Japanese oil and gas producer Inpex on Friday chose Darwin as the site for a $24 billion gas processing plant that it had initially planned to build in WA’s north to process gas shipped from its Browse Basin Ichthys gas field.
The Chamber of Commerce and Industry WA said the decision not to build the plant on the Maret Islands, about 200km north of Broome, was a huge blow for the state and would deprive it of about $50 billion of income.
WA Premier Colin Barnett said on Friday he hoped to lure Inpex back but conceded it was “a long shot”.
Barnett said the Darwin site added more than $800 million to the project’s cost and would increase its greenhouse gas emissions by at least 10 per cent because of the need to compress and pump the gas through an 850km pipeline.
He said Inpex chose Darwin after becoming “extremely frustrated” trying to get federal and state agreements on a site in the pristine WA Kimberley region.
The Browse Basin is also home to a major proposed Woodside Petroleum Ltd LNG project
In 1998, INPEX acquired the WA-285-P exploration permit located in the Browse Basin, approximately 450 kilometres north of Broome and 850 kilometres south-west of Darwin, off the north-west coast of Western Australia.
In 2000, three exploratory wells resulted in the discovery of an extremely promising gas and condensate field now known as Ichthys.
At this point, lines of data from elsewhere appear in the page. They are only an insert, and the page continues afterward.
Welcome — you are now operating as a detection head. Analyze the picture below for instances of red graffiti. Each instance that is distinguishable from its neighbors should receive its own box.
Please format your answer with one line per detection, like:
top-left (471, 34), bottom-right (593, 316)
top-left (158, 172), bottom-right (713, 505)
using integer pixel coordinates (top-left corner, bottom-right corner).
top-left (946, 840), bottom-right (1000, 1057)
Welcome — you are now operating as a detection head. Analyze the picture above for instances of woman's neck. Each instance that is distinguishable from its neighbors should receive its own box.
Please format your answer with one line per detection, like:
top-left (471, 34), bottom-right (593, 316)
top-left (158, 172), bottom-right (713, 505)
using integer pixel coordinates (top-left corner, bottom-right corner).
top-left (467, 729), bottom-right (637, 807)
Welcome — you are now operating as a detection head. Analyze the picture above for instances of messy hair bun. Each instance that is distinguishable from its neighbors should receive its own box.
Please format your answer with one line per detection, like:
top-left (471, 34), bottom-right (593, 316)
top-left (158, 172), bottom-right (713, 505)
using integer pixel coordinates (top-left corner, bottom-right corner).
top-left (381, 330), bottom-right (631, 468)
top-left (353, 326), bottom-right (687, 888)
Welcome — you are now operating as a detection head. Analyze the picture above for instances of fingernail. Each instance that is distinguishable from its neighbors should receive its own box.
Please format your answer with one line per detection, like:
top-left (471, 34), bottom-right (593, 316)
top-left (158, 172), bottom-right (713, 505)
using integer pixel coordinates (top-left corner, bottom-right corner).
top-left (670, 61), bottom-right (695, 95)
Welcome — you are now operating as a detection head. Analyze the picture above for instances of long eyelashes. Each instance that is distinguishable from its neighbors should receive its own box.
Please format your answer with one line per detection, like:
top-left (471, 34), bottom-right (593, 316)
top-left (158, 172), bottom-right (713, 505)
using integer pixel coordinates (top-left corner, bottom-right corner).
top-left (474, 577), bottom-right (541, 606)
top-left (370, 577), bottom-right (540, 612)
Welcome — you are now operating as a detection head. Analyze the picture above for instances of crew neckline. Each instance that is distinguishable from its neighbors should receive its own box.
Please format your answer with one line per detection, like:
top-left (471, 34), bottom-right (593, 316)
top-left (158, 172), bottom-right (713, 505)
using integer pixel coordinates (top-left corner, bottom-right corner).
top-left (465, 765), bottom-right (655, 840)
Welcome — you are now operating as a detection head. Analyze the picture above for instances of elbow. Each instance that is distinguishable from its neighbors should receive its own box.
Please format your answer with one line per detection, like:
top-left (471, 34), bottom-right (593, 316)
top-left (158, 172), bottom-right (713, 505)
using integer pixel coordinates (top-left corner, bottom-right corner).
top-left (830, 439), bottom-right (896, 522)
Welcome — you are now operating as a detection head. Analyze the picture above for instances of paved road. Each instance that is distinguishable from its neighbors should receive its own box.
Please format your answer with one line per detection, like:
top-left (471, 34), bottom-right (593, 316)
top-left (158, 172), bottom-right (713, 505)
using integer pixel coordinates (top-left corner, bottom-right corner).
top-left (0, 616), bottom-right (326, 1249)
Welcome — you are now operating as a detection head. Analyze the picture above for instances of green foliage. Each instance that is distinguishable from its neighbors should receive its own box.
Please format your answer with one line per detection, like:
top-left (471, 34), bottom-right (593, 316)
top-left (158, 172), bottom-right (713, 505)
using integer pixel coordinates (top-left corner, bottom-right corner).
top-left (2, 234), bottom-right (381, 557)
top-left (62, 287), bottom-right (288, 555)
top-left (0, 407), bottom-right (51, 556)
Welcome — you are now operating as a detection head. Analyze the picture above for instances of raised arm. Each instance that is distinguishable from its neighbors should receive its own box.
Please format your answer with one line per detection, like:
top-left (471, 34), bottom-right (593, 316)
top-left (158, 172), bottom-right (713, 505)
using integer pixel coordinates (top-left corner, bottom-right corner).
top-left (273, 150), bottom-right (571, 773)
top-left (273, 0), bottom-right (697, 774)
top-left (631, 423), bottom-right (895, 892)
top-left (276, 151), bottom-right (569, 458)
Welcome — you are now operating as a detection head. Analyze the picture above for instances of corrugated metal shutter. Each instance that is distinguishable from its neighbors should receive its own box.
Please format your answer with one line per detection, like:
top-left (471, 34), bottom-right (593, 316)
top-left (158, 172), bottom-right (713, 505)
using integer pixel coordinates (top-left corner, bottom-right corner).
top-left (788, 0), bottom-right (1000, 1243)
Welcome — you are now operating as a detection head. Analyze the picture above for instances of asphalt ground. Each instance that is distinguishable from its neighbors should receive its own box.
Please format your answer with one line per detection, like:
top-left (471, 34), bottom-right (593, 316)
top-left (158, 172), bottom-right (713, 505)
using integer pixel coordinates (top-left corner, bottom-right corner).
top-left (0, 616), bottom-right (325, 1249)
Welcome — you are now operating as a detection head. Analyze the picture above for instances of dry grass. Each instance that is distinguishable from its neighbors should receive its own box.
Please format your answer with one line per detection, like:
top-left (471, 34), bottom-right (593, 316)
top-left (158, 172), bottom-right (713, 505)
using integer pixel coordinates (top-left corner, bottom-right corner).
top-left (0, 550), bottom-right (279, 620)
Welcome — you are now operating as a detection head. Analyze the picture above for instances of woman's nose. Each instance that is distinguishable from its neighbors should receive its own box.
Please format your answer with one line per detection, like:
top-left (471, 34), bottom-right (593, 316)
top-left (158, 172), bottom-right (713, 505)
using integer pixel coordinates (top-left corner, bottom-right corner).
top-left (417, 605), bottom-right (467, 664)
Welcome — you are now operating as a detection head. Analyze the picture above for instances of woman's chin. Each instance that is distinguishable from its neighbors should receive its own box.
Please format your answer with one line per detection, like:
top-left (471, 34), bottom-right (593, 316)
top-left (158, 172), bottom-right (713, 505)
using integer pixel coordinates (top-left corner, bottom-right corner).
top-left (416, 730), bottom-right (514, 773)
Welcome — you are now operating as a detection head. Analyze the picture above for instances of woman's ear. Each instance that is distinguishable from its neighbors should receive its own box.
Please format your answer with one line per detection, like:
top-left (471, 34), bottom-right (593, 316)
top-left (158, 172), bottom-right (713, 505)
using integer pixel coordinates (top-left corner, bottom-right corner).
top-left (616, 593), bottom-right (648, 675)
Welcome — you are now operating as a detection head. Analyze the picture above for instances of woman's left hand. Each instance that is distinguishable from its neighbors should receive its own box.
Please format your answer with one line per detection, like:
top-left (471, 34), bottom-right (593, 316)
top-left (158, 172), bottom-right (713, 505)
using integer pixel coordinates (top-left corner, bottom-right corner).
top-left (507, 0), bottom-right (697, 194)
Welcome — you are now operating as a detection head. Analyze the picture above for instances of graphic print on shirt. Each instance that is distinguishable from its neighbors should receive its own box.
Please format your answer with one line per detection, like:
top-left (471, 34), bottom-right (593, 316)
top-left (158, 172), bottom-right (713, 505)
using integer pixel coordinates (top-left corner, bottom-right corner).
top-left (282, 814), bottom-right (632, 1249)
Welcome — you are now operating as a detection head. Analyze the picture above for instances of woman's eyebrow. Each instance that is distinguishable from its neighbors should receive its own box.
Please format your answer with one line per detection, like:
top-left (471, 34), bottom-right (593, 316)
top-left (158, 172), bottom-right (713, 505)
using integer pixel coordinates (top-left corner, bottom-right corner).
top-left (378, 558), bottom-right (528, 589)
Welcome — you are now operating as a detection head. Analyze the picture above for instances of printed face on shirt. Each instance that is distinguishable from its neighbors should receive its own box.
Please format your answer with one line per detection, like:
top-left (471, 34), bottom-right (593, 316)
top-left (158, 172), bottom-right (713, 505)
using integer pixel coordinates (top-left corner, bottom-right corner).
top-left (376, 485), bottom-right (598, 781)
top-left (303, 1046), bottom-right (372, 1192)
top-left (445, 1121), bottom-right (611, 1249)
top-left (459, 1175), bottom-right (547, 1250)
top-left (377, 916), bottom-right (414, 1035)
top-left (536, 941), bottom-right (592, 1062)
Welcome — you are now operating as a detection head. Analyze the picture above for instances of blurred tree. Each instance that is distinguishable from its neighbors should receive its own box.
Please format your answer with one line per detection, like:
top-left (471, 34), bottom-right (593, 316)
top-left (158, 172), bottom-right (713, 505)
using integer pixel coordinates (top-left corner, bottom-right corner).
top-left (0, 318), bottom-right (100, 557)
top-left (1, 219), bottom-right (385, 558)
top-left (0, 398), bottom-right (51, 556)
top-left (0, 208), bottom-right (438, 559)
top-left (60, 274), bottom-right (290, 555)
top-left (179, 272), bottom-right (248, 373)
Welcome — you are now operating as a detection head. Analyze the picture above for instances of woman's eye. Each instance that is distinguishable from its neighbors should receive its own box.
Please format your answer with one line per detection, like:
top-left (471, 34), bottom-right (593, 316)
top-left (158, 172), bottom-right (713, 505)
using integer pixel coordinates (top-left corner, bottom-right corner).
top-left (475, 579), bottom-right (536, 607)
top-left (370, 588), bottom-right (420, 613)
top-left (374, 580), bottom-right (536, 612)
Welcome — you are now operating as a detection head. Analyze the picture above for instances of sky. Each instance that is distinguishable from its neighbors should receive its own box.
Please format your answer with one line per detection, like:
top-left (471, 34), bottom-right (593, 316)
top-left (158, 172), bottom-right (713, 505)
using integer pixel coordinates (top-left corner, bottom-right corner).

In 2006 INPEX transferred a 24% working interest in Ichthys to Total E&P Australia.
INPEX is now the Operator of the Ichthys Joint Venture.
The Ichthys Field measures approximately 40 kilometres by 20 kilometres and is one of Australia’s largest undeveloped gas fields, with reserve estimates of 12.8 trillion cubic feet of gas and 527 million barrels of condensate and an expected operational life of over 40 years.
The joint venture is now working towards the commercialisation of this resource and on 26 September 2008 announced that it had selected Middle Arm Peninsula at Blaydin Point in Darwin Harbour in the Northern Territory, to develop a liquefied natural gas processing facility.
The project will carry out front-end engineering design (FEED) as the joint venture works towards making a final investment decision in 2009 and delivering its first LNG shipment in 2014 or 2015.